A west coast colleague of mine has two children under the age of four. Both she and her husband have been working from home for weeks and are getting the hang of their new normal. She created a visual schedule for her children, using simple pictures that they can recognize and understand. Depending on the day, she typically takes the morning shift with her children and her husband takes the afternoon shift.

Because her children are young, someone must be present with them 24/7. To help ease the stress of juggling little ones and work, she created simple, fun activities that require less vigilance, allowing her time to check and respond to emails while supervising playtime. Here’s one of her ideas.

If the weather is nice outside, have a car wash! It doesn’t have to be a big car, either. It can be just about anything that is waterproof. If the weather isn’t great outside, bring everything inside to the kitchen sink or bathtub.

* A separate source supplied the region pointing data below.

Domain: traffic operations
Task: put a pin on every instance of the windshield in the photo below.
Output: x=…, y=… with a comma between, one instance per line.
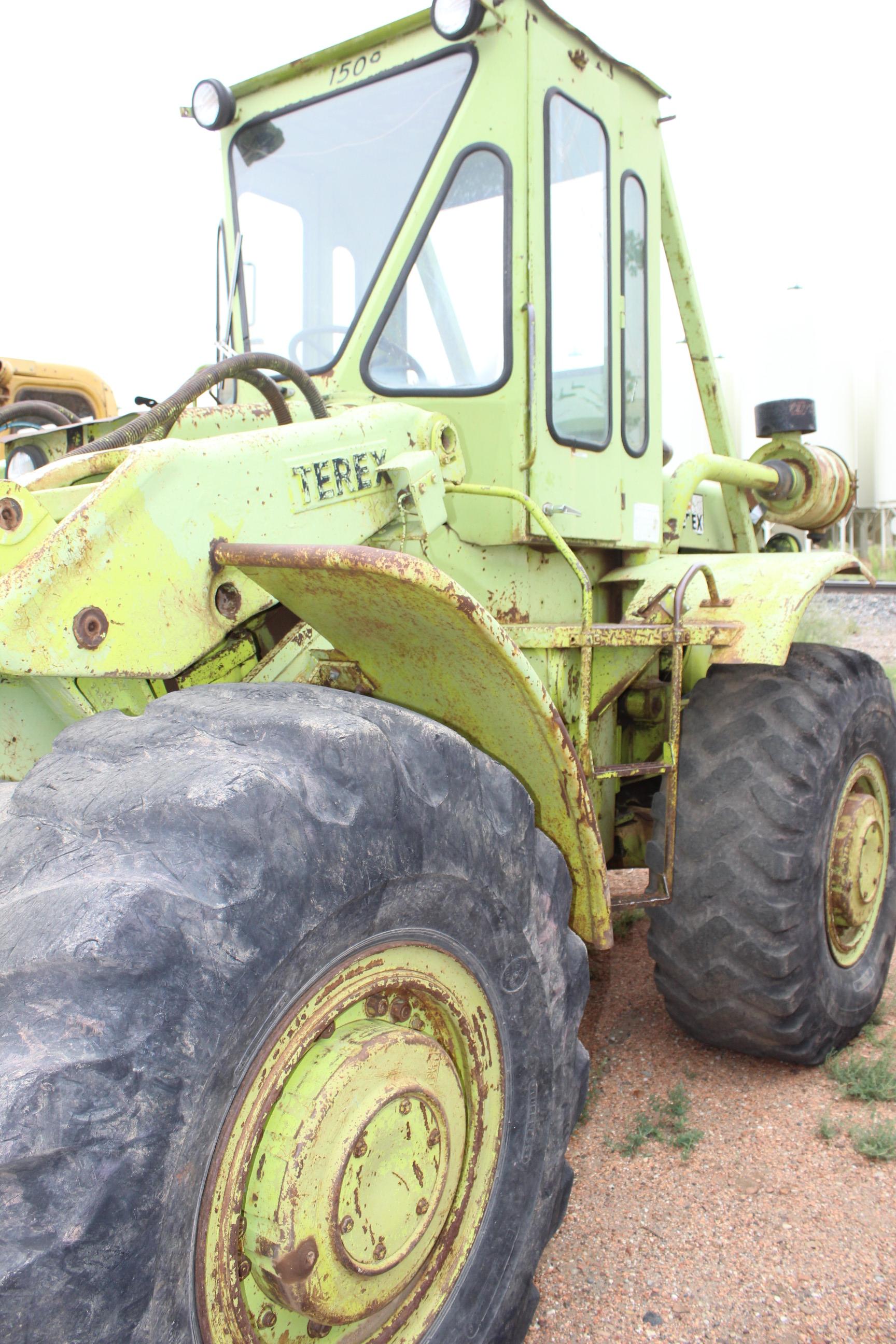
x=320, y=192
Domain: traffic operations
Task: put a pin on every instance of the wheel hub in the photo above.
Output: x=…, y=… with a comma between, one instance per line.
x=858, y=861
x=356, y=1161
x=355, y=1174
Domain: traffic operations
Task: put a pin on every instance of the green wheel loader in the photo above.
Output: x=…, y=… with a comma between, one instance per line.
x=340, y=716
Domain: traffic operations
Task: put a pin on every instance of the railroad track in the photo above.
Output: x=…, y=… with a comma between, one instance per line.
x=848, y=586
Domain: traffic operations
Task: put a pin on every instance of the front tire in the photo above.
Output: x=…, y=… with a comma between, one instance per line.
x=186, y=895
x=788, y=777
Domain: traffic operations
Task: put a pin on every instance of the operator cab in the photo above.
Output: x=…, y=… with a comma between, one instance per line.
x=472, y=222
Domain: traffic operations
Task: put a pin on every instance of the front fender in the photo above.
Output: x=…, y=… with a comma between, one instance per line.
x=424, y=643
x=766, y=594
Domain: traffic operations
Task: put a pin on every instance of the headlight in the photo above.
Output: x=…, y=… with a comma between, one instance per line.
x=214, y=104
x=24, y=460
x=456, y=19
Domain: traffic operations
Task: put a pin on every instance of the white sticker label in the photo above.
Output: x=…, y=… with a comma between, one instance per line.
x=694, y=518
x=647, y=523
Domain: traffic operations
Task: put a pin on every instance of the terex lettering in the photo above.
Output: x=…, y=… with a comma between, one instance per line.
x=340, y=478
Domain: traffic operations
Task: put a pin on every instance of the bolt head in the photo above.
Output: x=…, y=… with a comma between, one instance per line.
x=229, y=601
x=90, y=628
x=10, y=515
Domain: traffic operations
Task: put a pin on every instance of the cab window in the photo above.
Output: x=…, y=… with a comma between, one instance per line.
x=446, y=326
x=578, y=271
x=635, y=334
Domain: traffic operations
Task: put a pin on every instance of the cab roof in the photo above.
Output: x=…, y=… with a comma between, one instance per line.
x=412, y=23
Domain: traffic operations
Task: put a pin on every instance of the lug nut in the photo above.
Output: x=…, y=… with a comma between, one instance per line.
x=10, y=515
x=90, y=628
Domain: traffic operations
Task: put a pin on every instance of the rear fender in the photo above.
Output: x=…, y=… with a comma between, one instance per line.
x=765, y=594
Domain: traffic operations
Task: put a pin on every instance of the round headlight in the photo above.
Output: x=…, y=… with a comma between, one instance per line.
x=214, y=104
x=24, y=460
x=454, y=19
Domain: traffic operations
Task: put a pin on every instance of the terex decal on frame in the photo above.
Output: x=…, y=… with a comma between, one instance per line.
x=338, y=478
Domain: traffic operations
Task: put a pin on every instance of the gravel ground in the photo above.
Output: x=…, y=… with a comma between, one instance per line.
x=766, y=1233
x=865, y=621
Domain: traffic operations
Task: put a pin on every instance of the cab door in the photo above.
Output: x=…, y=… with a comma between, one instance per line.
x=576, y=456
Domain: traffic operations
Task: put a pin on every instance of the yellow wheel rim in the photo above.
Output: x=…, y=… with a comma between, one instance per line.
x=355, y=1166
x=858, y=861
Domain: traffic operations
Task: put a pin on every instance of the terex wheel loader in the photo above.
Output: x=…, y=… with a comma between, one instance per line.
x=338, y=722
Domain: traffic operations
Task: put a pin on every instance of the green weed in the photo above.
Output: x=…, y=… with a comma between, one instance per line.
x=667, y=1122
x=868, y=1080
x=625, y=921
x=876, y=1140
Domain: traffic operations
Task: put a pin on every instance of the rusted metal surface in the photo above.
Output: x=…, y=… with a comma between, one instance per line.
x=766, y=596
x=229, y=600
x=825, y=484
x=90, y=628
x=10, y=514
x=426, y=644
x=626, y=635
x=356, y=1163
x=582, y=744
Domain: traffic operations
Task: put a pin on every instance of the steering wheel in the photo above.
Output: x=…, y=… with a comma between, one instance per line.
x=393, y=347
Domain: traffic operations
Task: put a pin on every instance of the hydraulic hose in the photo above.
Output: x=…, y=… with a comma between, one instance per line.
x=269, y=390
x=42, y=410
x=237, y=366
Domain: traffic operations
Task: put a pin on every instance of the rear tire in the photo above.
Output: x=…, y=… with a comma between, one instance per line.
x=743, y=952
x=179, y=884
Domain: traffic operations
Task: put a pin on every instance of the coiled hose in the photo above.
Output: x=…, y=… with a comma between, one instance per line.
x=42, y=410
x=159, y=420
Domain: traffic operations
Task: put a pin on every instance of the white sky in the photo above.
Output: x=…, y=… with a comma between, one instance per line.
x=781, y=158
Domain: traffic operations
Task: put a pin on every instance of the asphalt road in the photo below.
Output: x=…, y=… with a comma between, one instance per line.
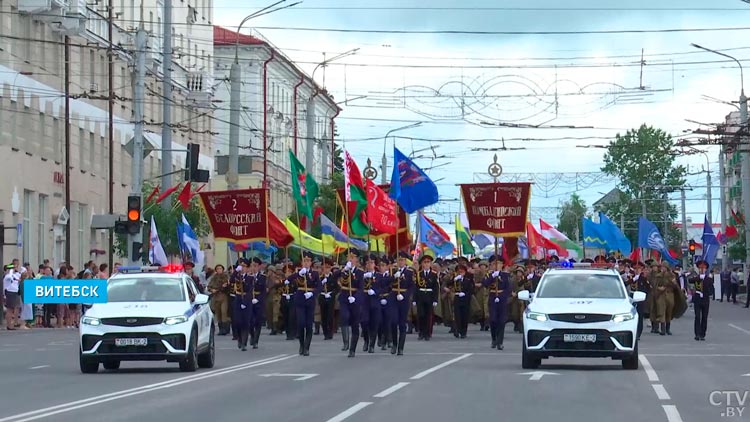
x=442, y=380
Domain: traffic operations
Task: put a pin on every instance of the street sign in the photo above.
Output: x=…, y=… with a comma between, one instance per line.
x=19, y=235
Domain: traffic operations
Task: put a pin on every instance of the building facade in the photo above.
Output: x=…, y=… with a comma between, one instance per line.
x=32, y=114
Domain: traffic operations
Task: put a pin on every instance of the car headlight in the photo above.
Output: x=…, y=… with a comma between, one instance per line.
x=90, y=321
x=175, y=320
x=623, y=317
x=536, y=316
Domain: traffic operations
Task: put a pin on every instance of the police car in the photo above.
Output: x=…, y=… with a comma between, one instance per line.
x=151, y=314
x=580, y=311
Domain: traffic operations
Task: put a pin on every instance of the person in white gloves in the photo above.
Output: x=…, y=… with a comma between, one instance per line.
x=426, y=296
x=462, y=289
x=350, y=300
x=703, y=285
x=305, y=285
x=498, y=292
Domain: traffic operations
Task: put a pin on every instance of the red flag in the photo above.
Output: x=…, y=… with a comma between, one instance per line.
x=167, y=192
x=153, y=193
x=184, y=196
x=381, y=210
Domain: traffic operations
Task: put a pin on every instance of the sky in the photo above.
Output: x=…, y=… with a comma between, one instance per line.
x=580, y=89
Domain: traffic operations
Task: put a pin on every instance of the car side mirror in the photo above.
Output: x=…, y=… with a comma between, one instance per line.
x=639, y=297
x=524, y=295
x=201, y=299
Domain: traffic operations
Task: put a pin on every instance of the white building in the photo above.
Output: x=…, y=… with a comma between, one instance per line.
x=32, y=122
x=298, y=115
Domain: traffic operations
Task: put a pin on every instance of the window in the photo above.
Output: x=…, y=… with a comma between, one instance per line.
x=41, y=233
x=26, y=235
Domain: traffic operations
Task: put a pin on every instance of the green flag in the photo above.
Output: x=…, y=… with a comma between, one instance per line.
x=304, y=187
x=463, y=239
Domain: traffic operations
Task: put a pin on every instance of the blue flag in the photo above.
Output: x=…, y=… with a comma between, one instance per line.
x=650, y=238
x=710, y=243
x=433, y=237
x=615, y=238
x=410, y=186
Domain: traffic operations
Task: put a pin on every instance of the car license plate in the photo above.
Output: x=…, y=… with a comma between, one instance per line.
x=122, y=342
x=586, y=338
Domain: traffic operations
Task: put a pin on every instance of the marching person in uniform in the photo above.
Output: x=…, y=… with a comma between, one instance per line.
x=305, y=285
x=399, y=299
x=426, y=297
x=498, y=291
x=326, y=300
x=258, y=299
x=703, y=286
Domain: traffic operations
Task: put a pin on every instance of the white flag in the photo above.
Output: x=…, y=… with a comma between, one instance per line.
x=156, y=253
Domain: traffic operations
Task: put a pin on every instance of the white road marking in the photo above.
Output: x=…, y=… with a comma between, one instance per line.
x=740, y=329
x=91, y=401
x=673, y=415
x=646, y=366
x=390, y=390
x=434, y=368
x=349, y=412
x=661, y=392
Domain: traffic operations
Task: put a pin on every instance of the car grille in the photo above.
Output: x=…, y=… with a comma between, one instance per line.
x=132, y=321
x=580, y=318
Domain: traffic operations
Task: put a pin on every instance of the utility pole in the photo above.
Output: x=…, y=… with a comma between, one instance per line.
x=166, y=129
x=67, y=148
x=684, y=226
x=138, y=102
x=111, y=132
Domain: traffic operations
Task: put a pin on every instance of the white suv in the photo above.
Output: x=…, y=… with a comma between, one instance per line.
x=580, y=312
x=150, y=315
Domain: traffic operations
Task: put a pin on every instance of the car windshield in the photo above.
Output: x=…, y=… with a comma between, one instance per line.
x=145, y=290
x=578, y=285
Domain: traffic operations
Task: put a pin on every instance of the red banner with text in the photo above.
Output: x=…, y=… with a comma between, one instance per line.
x=497, y=209
x=237, y=215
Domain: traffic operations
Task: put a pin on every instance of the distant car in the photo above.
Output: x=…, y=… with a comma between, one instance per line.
x=580, y=311
x=151, y=314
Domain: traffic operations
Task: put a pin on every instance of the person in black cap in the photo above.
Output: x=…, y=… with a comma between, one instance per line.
x=305, y=285
x=426, y=297
x=703, y=288
x=326, y=299
x=258, y=292
x=350, y=299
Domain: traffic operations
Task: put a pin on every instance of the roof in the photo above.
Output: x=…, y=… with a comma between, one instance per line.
x=223, y=36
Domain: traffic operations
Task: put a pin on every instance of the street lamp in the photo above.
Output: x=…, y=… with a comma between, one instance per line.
x=745, y=158
x=384, y=165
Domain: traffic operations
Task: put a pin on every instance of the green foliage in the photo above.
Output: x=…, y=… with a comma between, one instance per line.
x=569, y=218
x=166, y=223
x=644, y=162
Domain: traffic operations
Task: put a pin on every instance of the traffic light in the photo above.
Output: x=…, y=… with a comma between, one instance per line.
x=134, y=214
x=192, y=174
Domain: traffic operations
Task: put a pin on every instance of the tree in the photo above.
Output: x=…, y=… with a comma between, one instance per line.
x=644, y=162
x=569, y=218
x=166, y=223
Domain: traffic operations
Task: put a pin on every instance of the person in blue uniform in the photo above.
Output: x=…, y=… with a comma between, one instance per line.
x=305, y=284
x=383, y=278
x=327, y=298
x=399, y=302
x=350, y=299
x=258, y=299
x=462, y=289
x=426, y=296
x=498, y=291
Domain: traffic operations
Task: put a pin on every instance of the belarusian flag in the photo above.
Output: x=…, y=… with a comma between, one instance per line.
x=304, y=187
x=551, y=233
x=356, y=197
x=463, y=239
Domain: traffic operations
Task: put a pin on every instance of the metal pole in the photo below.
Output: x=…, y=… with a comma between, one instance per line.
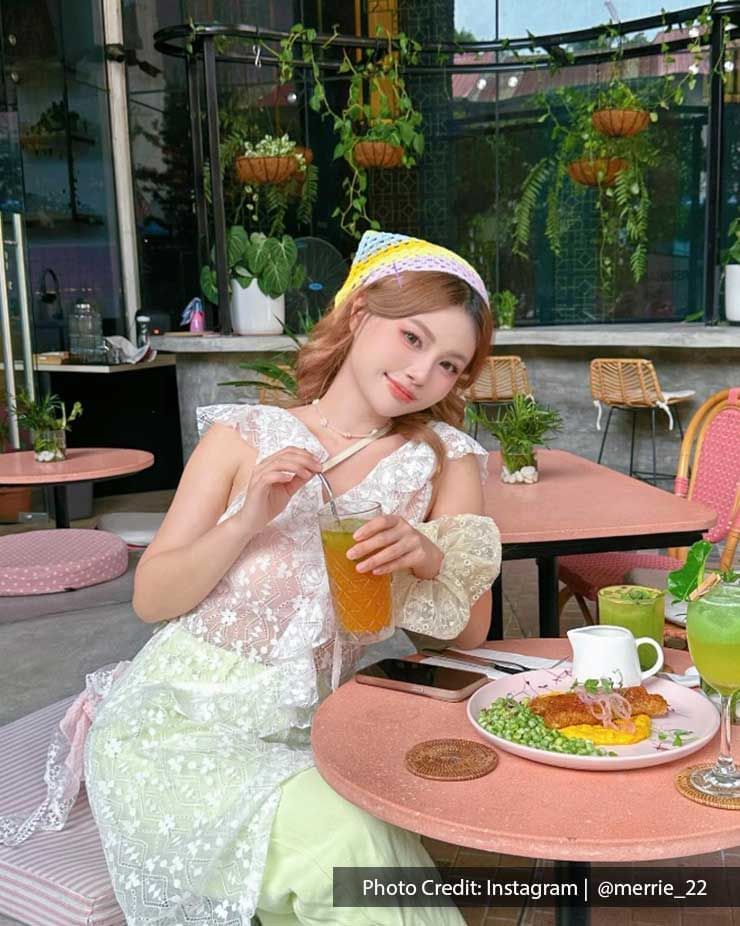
x=192, y=74
x=715, y=119
x=217, y=192
x=19, y=233
x=5, y=337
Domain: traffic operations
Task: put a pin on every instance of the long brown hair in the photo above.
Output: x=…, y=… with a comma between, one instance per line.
x=396, y=296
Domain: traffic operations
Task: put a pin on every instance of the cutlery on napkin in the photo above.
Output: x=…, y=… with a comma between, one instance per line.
x=494, y=663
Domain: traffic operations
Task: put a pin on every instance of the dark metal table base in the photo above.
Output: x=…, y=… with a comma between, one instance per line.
x=546, y=554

In an upcoming blog article, we’ll have a list of simple fun activities for children to do while you’re working at home. Stay tuned!

  1. Be kind to yourself.

It’s easy to get overwhelmed on any normal day, but when you throw in working from home and being a stay-at-home parent, everything is magnified. Mistakes may happen and that’s okay! Don’t beat yourself up over this blip in time. To avoid being crushed under the weight of divergent responsibilities, make things easier when possible.

Yes, you may be relying on screen time and fast microwave meals more often. There is absolutely nothing wrong with that. Your children won’t remember that they ate SpaghettiOs for lunch every day for a week. And the extra screen time won’t suddenly transform them into YouTube Kids zombies. Right now, things are tough – and that’s an understatement.

In the end, your children will remember that mommy or daddy got to be at home with them. They’ll remember the extra time you got to spend together even if both of you were looking at different screens.